With the arrival of the Macan SUV, Porsche has adopted an Audi platform, which means a longitudinally mounted engine sitting ahead of the front axle line. Despite a couple of decades of massaging this unique layout, it is not an ideal starting point for a vehicle that Porsche insists on calling a ‘sports car’.
The Macan may be the sister car to the Audi Q5, but that does not mean it is a clone: Porsche says some ‘two thirds’ of the car’s components have been ‘replaced or modified’. Autocar understands that the Macan shares a floor and crash structure with the Q5, as well as the lower half of the door structures.
The front and rear suspension set-ups are also basically the same, though Porsche has re-tuned the springs, dampers, anti-roll bars and added quicker steering and its own six-pot monobloc brakes at the front. In terms of the running gear – aside from the option of air suspension, which the Q5 doesn’t get – the biggest change is the addition of Porsche’s own 7-speed PDK transmission.
This is natively a rear-wheel drive set-up and sends 80 per cent of the engine’s torque rearwards in normal driving conditions. This re-biasing of the drivetrain has necessitated a new, stronger, final drive unit on the rear axle.
What Porsche calls the ‘hang on’ four-wheel drive system – a propshaft which takes power from the rear end of the transmission and sends it forwards to the front wheels – can send 100 per cent of torque to the front wheels if the rear wheels have no traction.
The Macan is also marked out by a lower driving position than the Audi. The seat mounting has been modified, as have the mounts for the steering column, to allow the wheel to be mounted in a, flatter, ‘more 911-like’ position.
Porsche’s now-familiar interior design has also been plumbed into the car along with rather shapely sports seats. The upshot, for the driver, is that when sitting in the Macan you will never guess that there are the bare bones of an Audi Q5 under the carpet.
Porsche’s engineers say that the aim with the Macan was to provide the sharpest steering, snappiest acceleration and shift action and deliver the best all-round responsiveness of any SUV of this size.
Despite being the smaller sister to the Cayenne, the Macan is not as capacious as you might expect. The cockpit is satisfyingly snug (mainly thanks to the vast centre console) and beautifully made, but the rear package is tighter, with knee and headroom only just adequate for a six-footer. The boot is also on the smaller side because of a high floor and the steeply sloping tailgate.

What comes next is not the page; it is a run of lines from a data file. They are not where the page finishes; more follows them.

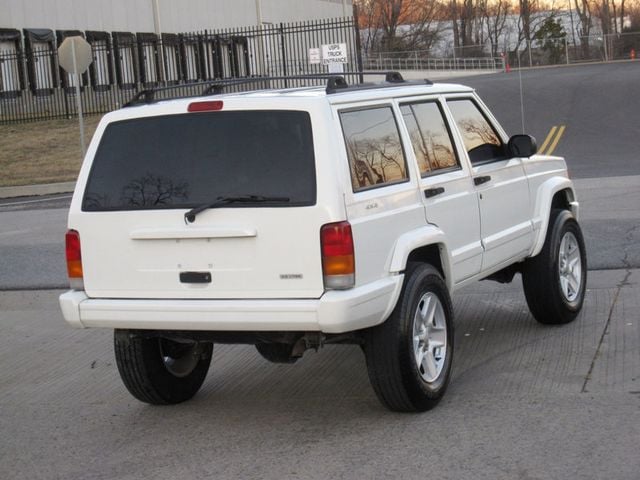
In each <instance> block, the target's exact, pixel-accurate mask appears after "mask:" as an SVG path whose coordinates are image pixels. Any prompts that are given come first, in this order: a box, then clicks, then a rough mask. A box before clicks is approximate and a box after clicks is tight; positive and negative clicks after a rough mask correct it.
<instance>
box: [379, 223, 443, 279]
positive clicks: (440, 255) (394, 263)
mask: <svg viewBox="0 0 640 480" xmlns="http://www.w3.org/2000/svg"><path fill="white" fill-rule="evenodd" d="M430 245H435V246H437V247H438V249H439V251H440V263H441V264H442V270H443V273H444V277H445V278H444V280H445V283H446V284H447V288H448V289H449V290H450V291H451V290H452V288H453V275H452V272H451V254H450V252H449V248H448V247H447V237H446V235H445V234H444V232H443V231H442V230H440V229H439V228H438V227H436V226H435V225H425V226H424V227H420V228H417V229H415V230H412V231H410V232H406V233H404V234H402V235H401V236H400V237H399V238H398V240H397V241H396V244H395V246H394V249H393V253H392V255H391V262H390V265H389V271H390V272H391V273H395V274H397V273H401V272H403V271H404V270H405V268H406V265H407V260H408V258H409V255H410V254H411V252H413V251H414V250H415V249H417V248H421V247H427V246H430Z"/></svg>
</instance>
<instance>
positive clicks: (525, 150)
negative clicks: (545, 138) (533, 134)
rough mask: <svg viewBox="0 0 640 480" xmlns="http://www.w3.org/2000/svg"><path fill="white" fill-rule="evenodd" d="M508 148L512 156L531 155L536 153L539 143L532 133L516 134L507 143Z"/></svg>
mask: <svg viewBox="0 0 640 480" xmlns="http://www.w3.org/2000/svg"><path fill="white" fill-rule="evenodd" d="M507 150H508V151H509V154H510V155H511V156H512V157H530V156H531V155H535V154H536V152H537V151H538V145H537V144H536V139H535V138H533V137H532V136H531V135H514V136H513V137H511V138H510V139H509V143H507Z"/></svg>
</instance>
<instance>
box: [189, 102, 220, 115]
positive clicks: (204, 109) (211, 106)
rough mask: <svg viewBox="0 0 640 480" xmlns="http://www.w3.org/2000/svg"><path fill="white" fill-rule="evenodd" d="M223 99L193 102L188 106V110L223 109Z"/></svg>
mask: <svg viewBox="0 0 640 480" xmlns="http://www.w3.org/2000/svg"><path fill="white" fill-rule="evenodd" d="M222 107H223V103H222V100H213V101H208V102H192V103H190V104H189V106H188V107H187V111H188V112H215V111H218V110H222Z"/></svg>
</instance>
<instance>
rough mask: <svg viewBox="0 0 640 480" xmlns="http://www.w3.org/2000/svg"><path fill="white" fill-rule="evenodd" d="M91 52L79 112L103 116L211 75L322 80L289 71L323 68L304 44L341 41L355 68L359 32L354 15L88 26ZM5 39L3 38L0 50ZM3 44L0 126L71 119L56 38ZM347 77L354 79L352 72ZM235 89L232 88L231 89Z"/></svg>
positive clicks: (257, 86)
mask: <svg viewBox="0 0 640 480" xmlns="http://www.w3.org/2000/svg"><path fill="white" fill-rule="evenodd" d="M85 37H86V39H87V41H88V42H89V43H90V45H91V48H92V52H93V62H92V64H91V65H90V67H89V70H88V71H87V72H86V73H85V74H83V75H81V76H80V90H81V93H80V95H81V98H82V103H83V111H85V112H86V113H87V114H100V113H105V112H108V111H111V110H114V109H117V108H119V107H120V106H122V105H123V104H124V103H126V102H127V101H129V100H130V99H131V98H132V97H133V96H134V95H135V94H136V93H137V92H139V91H141V90H143V89H147V88H152V87H157V86H169V85H173V86H176V88H175V89H174V90H171V91H170V92H167V91H163V92H161V93H159V94H158V97H159V98H166V97H175V96H188V95H197V94H199V93H200V92H202V91H203V89H204V87H203V83H206V82H208V81H212V80H216V79H228V78H254V79H255V80H256V81H255V82H252V83H250V84H248V85H245V86H241V87H235V88H236V89H254V88H261V87H275V88H279V87H284V88H287V87H295V86H305V85H311V84H318V82H321V81H311V80H299V79H285V80H280V81H276V80H273V81H271V80H270V81H268V80H266V79H265V78H264V77H268V76H269V77H274V76H278V77H287V76H289V77H290V76H295V75H301V74H312V73H326V72H327V67H326V66H324V65H320V64H310V62H309V49H310V48H320V47H321V45H323V44H330V43H345V44H346V45H347V52H348V59H349V63H348V64H346V65H344V70H345V71H347V72H355V71H360V70H361V68H362V62H361V59H360V57H359V47H358V40H357V39H358V32H357V26H356V25H355V23H354V21H353V19H351V18H344V19H330V20H316V21H307V22H295V23H280V24H264V25H262V26H253V27H246V28H233V29H222V30H212V31H202V32H193V33H184V34H178V35H174V34H163V35H162V36H161V37H158V36H157V35H155V34H140V33H139V34H133V33H128V32H112V33H111V34H108V33H105V32H89V31H87V32H85ZM2 45H7V44H6V43H5V44H3V43H1V42H0V48H2ZM15 45H16V46H15V48H12V49H11V50H0V124H3V123H16V122H24V121H32V120H41V119H56V118H70V117H73V116H75V115H76V114H77V112H76V99H75V95H76V89H75V83H74V82H75V80H74V76H71V75H68V74H67V73H66V72H64V71H63V70H62V69H60V67H59V64H58V58H57V51H56V48H55V45H54V42H52V41H50V42H49V43H41V44H37V45H35V46H34V45H31V44H27V42H25V46H27V47H28V48H25V49H24V50H23V49H22V45H21V44H20V43H18V42H16V44H15ZM348 81H350V82H357V81H358V77H357V76H349V78H348ZM231 90H233V88H231Z"/></svg>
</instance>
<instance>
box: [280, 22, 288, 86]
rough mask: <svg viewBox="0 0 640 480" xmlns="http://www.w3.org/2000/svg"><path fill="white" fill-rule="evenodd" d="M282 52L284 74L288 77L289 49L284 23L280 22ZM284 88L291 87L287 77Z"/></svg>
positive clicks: (282, 69) (284, 85)
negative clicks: (284, 26) (287, 42)
mask: <svg viewBox="0 0 640 480" xmlns="http://www.w3.org/2000/svg"><path fill="white" fill-rule="evenodd" d="M279 31H280V53H281V55H282V76H283V77H286V76H287V75H288V74H287V49H286V47H285V44H284V23H281V24H280V30H279ZM284 88H289V83H288V81H287V79H286V78H285V79H284Z"/></svg>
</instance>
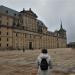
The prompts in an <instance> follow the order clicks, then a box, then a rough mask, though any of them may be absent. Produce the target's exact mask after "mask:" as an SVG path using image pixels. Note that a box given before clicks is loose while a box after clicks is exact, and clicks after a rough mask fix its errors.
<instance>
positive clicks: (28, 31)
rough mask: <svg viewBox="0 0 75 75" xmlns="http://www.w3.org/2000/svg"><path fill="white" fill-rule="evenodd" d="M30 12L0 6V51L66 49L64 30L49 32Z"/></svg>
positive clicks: (65, 33)
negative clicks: (0, 50) (42, 49)
mask: <svg viewBox="0 0 75 75" xmlns="http://www.w3.org/2000/svg"><path fill="white" fill-rule="evenodd" d="M37 17H38V16H37V15H36V14H35V13H34V12H33V11H32V10H31V8H30V9H29V10H25V9H23V10H22V11H20V12H18V11H15V10H13V9H10V8H8V7H5V6H0V49H41V48H48V49H50V48H64V47H66V43H67V40H66V30H64V29H63V27H62V23H61V27H60V30H58V31H55V32H51V31H48V30H47V27H46V25H45V24H44V23H43V22H42V21H40V20H38V19H37Z"/></svg>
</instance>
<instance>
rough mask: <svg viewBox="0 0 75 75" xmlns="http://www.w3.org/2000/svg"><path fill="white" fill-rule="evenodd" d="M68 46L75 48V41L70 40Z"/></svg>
mask: <svg viewBox="0 0 75 75" xmlns="http://www.w3.org/2000/svg"><path fill="white" fill-rule="evenodd" d="M67 47H69V48H75V42H70V43H69V44H68V45H67Z"/></svg>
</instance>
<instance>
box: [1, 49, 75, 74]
mask: <svg viewBox="0 0 75 75" xmlns="http://www.w3.org/2000/svg"><path fill="white" fill-rule="evenodd" d="M40 52H41V50H26V51H25V52H23V51H22V50H14V51H0V75H31V71H32V69H33V68H35V67H36V65H35V61H36V58H37V56H38V55H39V53H40ZM48 52H49V54H50V55H51V58H52V62H53V65H54V69H65V70H66V69H71V68H72V67H75V49H71V48H60V49H48Z"/></svg>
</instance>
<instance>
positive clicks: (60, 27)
mask: <svg viewBox="0 0 75 75" xmlns="http://www.w3.org/2000/svg"><path fill="white" fill-rule="evenodd" d="M60 28H61V29H62V28H63V27H62V21H61V26H60Z"/></svg>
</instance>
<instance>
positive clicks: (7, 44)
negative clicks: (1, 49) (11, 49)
mask: <svg viewBox="0 0 75 75" xmlns="http://www.w3.org/2000/svg"><path fill="white" fill-rule="evenodd" d="M0 47H1V43H0ZM7 47H8V44H7Z"/></svg>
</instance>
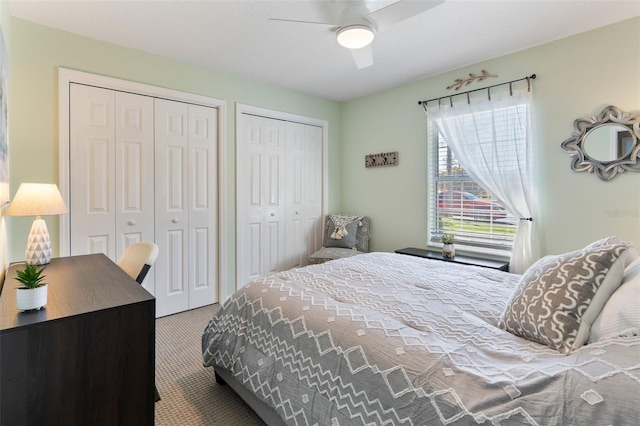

A few laps of a test track and a short burst of off-roading in the front seat of the £43,300 Macan Diesel S (which has a 254bhp 3.0-litre V6 diesel engine good for 46.3mpg and 0-62mph in 6.3sec) was enough to test Porsche’s central claim of class-leading responsiveness.
This ex-Panamera and Cayenne engine is impressively refined in the Macan and has substantial low to mid-range punch, enough to make the two, rather thirstier, petrol engines redundant. As Porsche’s test driver pushed the car hard around the circuit, it appears to be much less understeery (hardly washing out when driven hard into a tight bend) than the Q5 as well less obviously nose heavy (the Macan has a weight spilt of 53/47 front-rear).